E se stessimo sbagliando tutto? Certo, ha un senso dividerci fra chi privilegia la solidarietà umana e chi la sicurezza, chi vuole una emigrazione controllata e chi no, chi vuole distinguere fra gli emigranti economici e i rifugiati politici e chi ritiene invece trattarsi di una distinzione arbitraria. Eppure, tutto ciò è molto importante ma è anche forse tutto derivato o secondario rispetto a quello che dovrebbe essere il centro di ogni discorso in merito al nostro rapporto nostro, di noi europei o occidentali voglio dire, nei confronti delle migrazioni di massa.
Per cogliere questo centro, dovremmo forse partire dal centro di noi stessi, cioè dalla nostra identità, da quel che siamo e che sperabilmente vogliamo continuare ad essere. Averne maggiore consapevolezza. In una parola: dal nostro essere sociale come individui di un mondo libero, democratico, pluralistico, ove ognuno può seguire i suoi gusti e i suoi ideali senza doverne rendere conto ad altri.
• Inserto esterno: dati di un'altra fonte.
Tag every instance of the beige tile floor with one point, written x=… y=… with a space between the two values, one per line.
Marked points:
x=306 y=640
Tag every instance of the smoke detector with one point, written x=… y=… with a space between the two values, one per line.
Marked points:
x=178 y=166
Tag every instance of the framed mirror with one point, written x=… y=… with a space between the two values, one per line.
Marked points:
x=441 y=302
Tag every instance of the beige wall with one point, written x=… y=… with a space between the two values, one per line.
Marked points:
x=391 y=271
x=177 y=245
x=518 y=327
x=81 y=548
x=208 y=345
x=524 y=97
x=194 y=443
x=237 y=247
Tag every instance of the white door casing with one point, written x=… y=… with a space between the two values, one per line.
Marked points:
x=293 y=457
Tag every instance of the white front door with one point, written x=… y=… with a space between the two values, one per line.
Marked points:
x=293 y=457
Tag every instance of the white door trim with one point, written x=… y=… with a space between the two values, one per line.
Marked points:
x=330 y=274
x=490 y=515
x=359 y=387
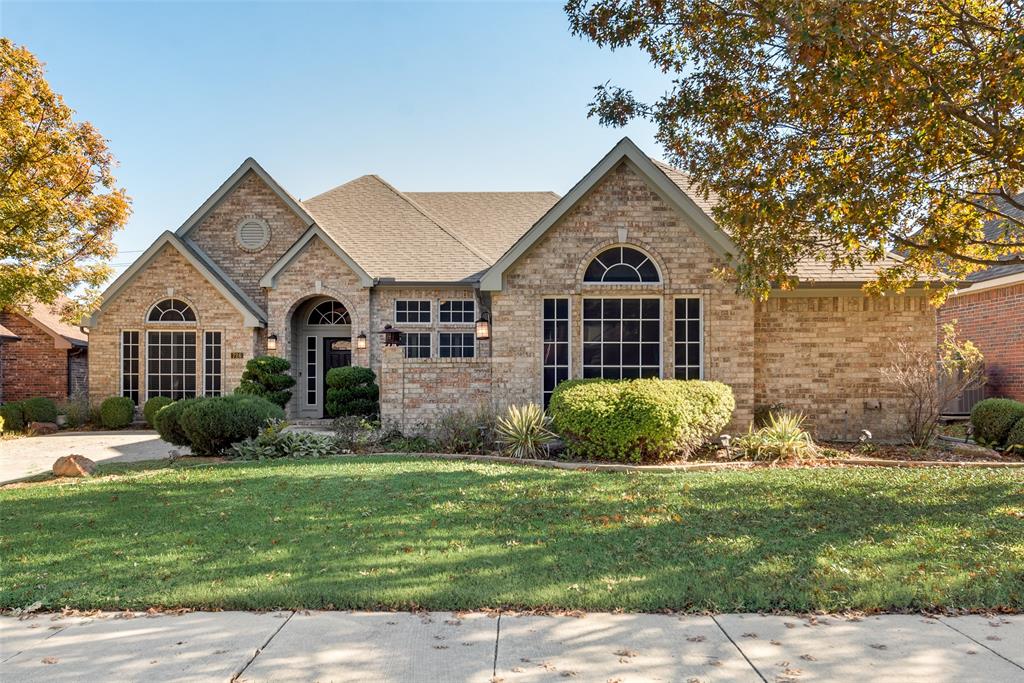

Almeno finché agli altri non rechino danno e non tolgano loro la possibilità di esprimersi in modo egualmente libero.
Se vogliamo continuare a vivere in un mondo siffatto, se solo ora cominciamo ad apprezzarne fino in fondo i valori, è giunta forse l’ora di cambiare radicalmente i nostri comportamenti verso gli altri, verso chi non ci crede ma vuole casomai servirsi della nostra tolleranza per imporci la sua intolleranza. Si tratta di capire, in altre parole, che certi valori, certe consuetudini, certi ordinamenti, quelli che sono alla base del nostro modo di vivere in modo spesso irriflesso, non sono affatto “naturali” e non si affermano per virtù propria: sono il frutto di una lunga storia di lotte e cadute e non ci sono stati affatto assicurati una volta per tutte. Essi,mal contrario, vanno continuamente difesi, preservati, tutelati, promossi, rinsaldati. Lo stesso spettro della xenofobia, evocato anche dove francamente poco centra, non dovrebbe più di tanto tarpare, per un insano sentimento di colpa, la nostra azione, non dovrebbe renderci indecisi nel momento in cui occorre invece tanta decisione e fermezza.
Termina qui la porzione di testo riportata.